An economic model is a simplified version of reality that allows us to observe,


understand, and make predictions about economic behavior. The purpose of a model is
to take a complex, real-world situation and pare it down to the essentials. If designed
well, a model can give the analyst a better understanding of the situation and any
related problems. A good model is simple enough to be understood while complex
enough to capture key information. Sometimes economists use the term theory instead
of model. Strictly speaking, a theory is a more abstract representation, while a model is
a more applied or empirical representation. Often, models are used to test theories. In
this course, however, we will use the terms interchangeably.
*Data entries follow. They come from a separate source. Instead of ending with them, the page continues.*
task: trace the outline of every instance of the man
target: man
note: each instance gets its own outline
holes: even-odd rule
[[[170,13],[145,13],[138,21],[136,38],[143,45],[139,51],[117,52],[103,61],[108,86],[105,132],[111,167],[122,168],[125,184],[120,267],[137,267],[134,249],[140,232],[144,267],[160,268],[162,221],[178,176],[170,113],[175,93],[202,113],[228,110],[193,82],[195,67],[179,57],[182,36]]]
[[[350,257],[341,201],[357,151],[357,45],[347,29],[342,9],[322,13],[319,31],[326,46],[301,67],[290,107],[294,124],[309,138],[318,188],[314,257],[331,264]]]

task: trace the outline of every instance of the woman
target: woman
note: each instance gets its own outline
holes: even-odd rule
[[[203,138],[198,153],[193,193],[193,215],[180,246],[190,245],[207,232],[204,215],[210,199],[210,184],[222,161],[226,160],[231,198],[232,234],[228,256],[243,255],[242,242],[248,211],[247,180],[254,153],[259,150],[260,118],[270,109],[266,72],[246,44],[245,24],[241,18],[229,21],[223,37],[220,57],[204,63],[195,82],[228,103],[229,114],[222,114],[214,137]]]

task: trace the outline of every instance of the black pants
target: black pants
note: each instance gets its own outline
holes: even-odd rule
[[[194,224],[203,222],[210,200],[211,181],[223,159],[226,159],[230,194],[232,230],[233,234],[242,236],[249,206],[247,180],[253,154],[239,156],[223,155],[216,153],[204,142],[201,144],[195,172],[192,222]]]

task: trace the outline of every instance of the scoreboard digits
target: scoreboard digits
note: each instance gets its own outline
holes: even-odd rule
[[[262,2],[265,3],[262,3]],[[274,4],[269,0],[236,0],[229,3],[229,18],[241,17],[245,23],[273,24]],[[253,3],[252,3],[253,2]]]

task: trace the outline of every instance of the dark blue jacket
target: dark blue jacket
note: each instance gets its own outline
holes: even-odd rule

The examples of economic theory as follows:


• Circular flow of income and expenditures
• Multiplier Effect
• Ceteris Paribus Assumption of Demand
• Theory of Consumer Behavior
• Theory of Cost and Profit

REFERENCES:
Introductory Microeconomics (Third Edition) by Pagoso, Dinio and Villasis, 2006
Introduction to Microeconomics by Paraiso, Larano and Cuevas. 2011
https://www.khanacademy.org/search?referer=%2Feconomics -finance-domain
%2Fapmacroeconomics%2Fbasic-economics-concepts-macro%2Fintroduction-to-the-economic-
http://www.economicsconcepts.com/economic_analysis_and_economic_policy.htm
https://www.google.com/search?sxsrf=ALeKk00zn51x -
D0M6Z9KOmI9LKfLnsNzZw%3A1597247168412&ei=wA40X-7kGMfbhwOE0rToBA&q=eco

Lesson 3 - An Overview of the Economy

The students shall understand the relationship of this two in order to give credit on their
functions and how they affect the flow of goods and services in the economy.
The Circular Flow of Economic Activity
Fig.3.1
Households supply labor to firms and are paid wages in return. Firms use that labor to
produce pizzas and sell those pizzas to households. There is a flow of goods (pizzas) from
firms to households and a flow of labor services (worker hours) from households to firms.

Basic Economic Problems


Display the slide to allow the students understand that it is not easy to determine the most
efficient and effective way of resource allocation. This means that a decision must be made on
how the resources will be used to produce the goods and services which people in the society
need and want. This clarifies that
1. What to produce? This question would answer the decision regarding the type
of goods and services the society desires. It is also important to know whether the
goods to be produced is for consumption or investment.
2. How to produce? This answers the question on the techniques of production
and the manner of combining resources to come up with the desired output.
3. For whom to produce? This question would help the firm to determine the
gender of consumers to answer the problem of distribution. It is the determination of
how output is to be divided or allocated among members of the society.
Types of Economic System
Set the slide and discuss the economic systems which may be classified as traditional,
command or market systems.
1. Traditional Economic Systems. The decisions are made based on customs and
traditions. The basic problems of what, how and for whom to produce are decided
by customs and traditions.
2. Market economy or Free Enterprise Economy or Capitalism. The basic
problems of what, how and for whom to produce are decided by the market system
or simply the demand and supply condition. The factors of production are managed
and owned by private individuals or corporation.
3. Command System or the Centrally Planned Economy or Socialism/Communism.
The economic system here relies on the government to decide how the country’s
resources would be best allocated.
4. Mixed System or Mixed Economy. This economic system is a combination of
market economy and command economy. Like the Philippines, there is a private
and public ownership of resources.

LEARNING ACTIVITY:
For seatwork, the students may give the characteristics of the four (4) economic systems.

MEASUREMENT:
A ten (10) point quiz on the scheduled date in the work plan.